11ª – Quanto à testemunha D... (depoimento prestado em cassete 1, lado A, voltas 107 a 175), disse ter ouvido o arguido dizer, depois de este ter saído do barracão: “ a tua sorte é estar ai este homem” e não: “ele não fica ali por respeito a si”, expressão esta bem diferente referida no ponto 7 da matéria de facto dada como provada, tendo a mesma testemunha declarado não ter ouvido qualquer outra expressão por parte do arguido, nem ter visto o que quer que fosse;

12ª - Nenhuma das expressões mencionadas pelo ofendido, em sede de audiência de julgamento, como tendo sido utilizadas pelo arguido no dia dos factos julgados, foi confirmada pelas testemunhas, ou seja as expressões tais como: “eu mato-te”, “ponho-te a dormir” e “ele não fica já ali a dormir por respeito a si” não foram corroboradas pelas testemunhas;

13ª - Assim, salvo o devido respeito, carece de fundamento a factualidade vertida nos pontos 5 e 7 da douta sentença recorrida, devendo esses mesmos factos serem dados como não provados por total falência de prova que, juridicamente, os sustenta, atenta a prova supra reproduzida e produzida em audiência de julgamento, existindo, assim, insuficiência para a decisão da matéria de facto provada, nos termos da alínea a) do nº 2 do artigo 410º do Código de Processo Penal;

14ª - Ainda que, por mera hipótese, se considere correcta a matéria de facto dada como provada pelo Tribunal a quo, mais concretamente a expressão “eu mato-te” constante do ponto descrito sob o nº 5 da tábua de factos dados como provados, não foi feita, ainda assim, uma correcta apreciação dessa matéria de facto à luz do conceito de crime de ameaça agravado previsto e punido pelo nº 1 do artigo 153º e pela alínea a) do nº 1 do artigo 155º, todos do Código Penal;

15ª - É necessária a conjugação de três pressupostos para que se mostre praticado o crime de ameaça: um mal, futuro, dependente da vontade do agente, sendo fundamental que o mal anunciado não seja actual, imediato, iminente, pois, assim, estar-se-á perante uma tentativa de execução do respectivo mal;

16ª - Ora, admitindo, o que por mera hipótese se concebe, que o arguido tenha dito ao ofendido “eu mato-te”, tais palavras terão sido ditas ao mesmo tempo que ia ao encontro deste e, também, simultaneamente com o gesto da pancada dada ao ofendido com o objecto que aquele trazia consigo, tendo a simultaneidade das palavras e do gesto sido referida pelo próprio ofendido em sede de audiência de julgamento (declarações prestadas em cassete 1, lado A, voltas 25 a 79) como tendo sido dada como provada pelo próprio Tribunal a quo nos pontos 5 e 6 da matéria de facto provada;

17ª - Assim sendo, a expressão usada pelo arguido é objectivamente configuradora de um mal actual, já que seguida de uma acção configuradora de execução imediata ou iminente do mal ameaçado.
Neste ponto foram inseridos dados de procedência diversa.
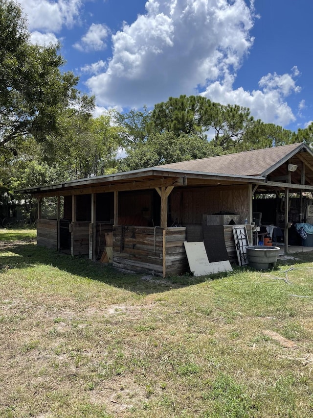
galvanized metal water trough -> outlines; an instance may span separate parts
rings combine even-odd
[[[249,266],[257,270],[268,270],[269,268],[275,267],[279,249],[279,247],[268,246],[247,247]]]

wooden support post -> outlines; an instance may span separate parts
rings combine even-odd
[[[75,222],[76,221],[76,195],[72,195],[72,222],[70,234],[70,254],[74,255],[74,233],[75,230]]]
[[[61,219],[61,197],[57,201],[57,249],[60,249],[60,220]]]
[[[251,222],[252,221],[253,215],[253,209],[252,209],[252,197],[253,196],[253,191],[252,191],[252,185],[249,185],[249,208],[248,208],[248,212],[249,215],[248,216],[248,223],[249,225],[251,225]],[[252,227],[251,227],[251,237],[250,237],[250,245],[253,245],[253,228]],[[258,245],[258,243],[256,243],[256,245]]]
[[[118,192],[114,192],[114,225],[118,225]]]
[[[161,228],[167,228],[167,197],[165,188],[161,188]]]
[[[97,195],[91,193],[91,221],[89,227],[89,259],[95,260]]]
[[[302,162],[301,167],[301,184],[305,184],[305,165]],[[308,220],[306,216],[304,211],[305,209],[303,204],[303,191],[300,190],[299,193],[299,197],[300,198],[300,221],[306,222]]]
[[[285,189],[285,253],[288,253],[288,218],[289,216],[289,189]]]
[[[169,186],[156,189],[161,197],[161,228],[167,228],[167,199],[174,188],[174,186]]]
[[[37,198],[37,219],[41,219],[41,197]]]
[[[163,230],[163,277],[166,275],[166,230]]]

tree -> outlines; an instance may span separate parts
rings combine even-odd
[[[293,140],[293,142],[305,142],[309,147],[313,147],[313,122],[307,128],[299,128],[294,134]]]
[[[145,106],[143,112],[132,109],[126,113],[115,112],[115,123],[121,128],[120,135],[125,147],[132,148],[138,142],[144,143],[149,131],[151,115]]]
[[[201,96],[170,97],[167,101],[156,104],[149,126],[155,132],[168,131],[177,137],[181,134],[201,136],[210,125],[214,113],[214,104]]]
[[[0,0],[0,152],[16,155],[27,135],[39,142],[59,131],[58,118],[78,101],[90,111],[93,99],[80,97],[78,79],[62,73],[60,46],[29,42],[21,10],[12,0]],[[76,104],[75,104],[76,107]]]
[[[119,168],[126,171],[204,158],[216,155],[214,150],[205,139],[195,135],[182,134],[178,137],[172,132],[151,134],[144,143],[127,150]]]

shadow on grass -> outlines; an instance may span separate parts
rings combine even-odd
[[[0,250],[0,271],[3,269],[24,269],[38,265],[51,266],[72,274],[97,280],[136,293],[150,294],[166,292],[212,280],[214,277],[196,277],[188,273],[163,279],[151,273],[122,272],[112,265],[94,262],[86,257],[72,257],[32,243],[6,243]],[[10,251],[15,256],[5,255]],[[2,254],[1,254],[2,253]],[[221,274],[219,275],[220,277]]]
[[[16,254],[14,257],[3,254],[9,251]],[[232,272],[219,273],[209,276],[195,277],[190,273],[172,276],[163,279],[151,273],[122,272],[112,265],[103,264],[92,261],[86,257],[71,256],[53,249],[37,246],[34,241],[6,243],[0,248],[0,271],[5,269],[22,269],[38,265],[51,266],[72,274],[97,280],[115,287],[121,288],[138,294],[150,294],[166,292],[203,283],[208,280],[229,277],[240,271],[254,271],[248,266],[242,268],[233,266]],[[290,255],[290,258],[278,258],[277,269],[295,263],[313,262],[313,251],[299,252]]]

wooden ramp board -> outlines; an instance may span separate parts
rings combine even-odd
[[[210,263],[203,242],[188,243],[185,241],[184,245],[190,270],[194,276],[203,276],[232,270],[228,260]]]
[[[106,246],[112,247],[113,246],[113,233],[112,232],[105,232],[104,236],[106,238]]]
[[[105,247],[100,259],[100,263],[112,263],[113,261],[113,247]]]

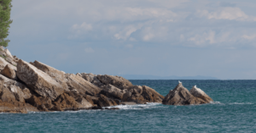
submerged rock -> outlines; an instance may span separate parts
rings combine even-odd
[[[96,86],[102,87],[104,86],[104,84],[99,80],[96,75],[93,75],[91,73],[90,73],[90,74],[78,73],[77,75],[81,76],[82,78],[84,78],[84,80],[86,80],[87,81],[92,83],[93,85],[95,85]]]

Assim sendo, o arguido praticou um acto de execução no momento do crime anunciado;

18ª - Por conseguinte, ainda que se admita provado que o arguido tenha dito ao ofendido “eu mato-te”, não se encontra preenchido, pelo menos, um dos requisitos do crime de ameaça agravado, uma vez que o mal anunciado teve execução, ou pelo menos tentativa de execução, imediata, tendo, assim, o Tribunal a quo violado o nº 1 do artigo 153º e a alínea a) do nº 1 do artigo 155º, todos do Código Penal;

19ª - A douta sentença recorrida deve ser substituída por outra que absolva o arguido, ora recorrente, do crime de ameaça agravado assim como do pagamento do pedido de indemnização cível deduzido pelo ofendido pelos danos não patrimoniais sofridos.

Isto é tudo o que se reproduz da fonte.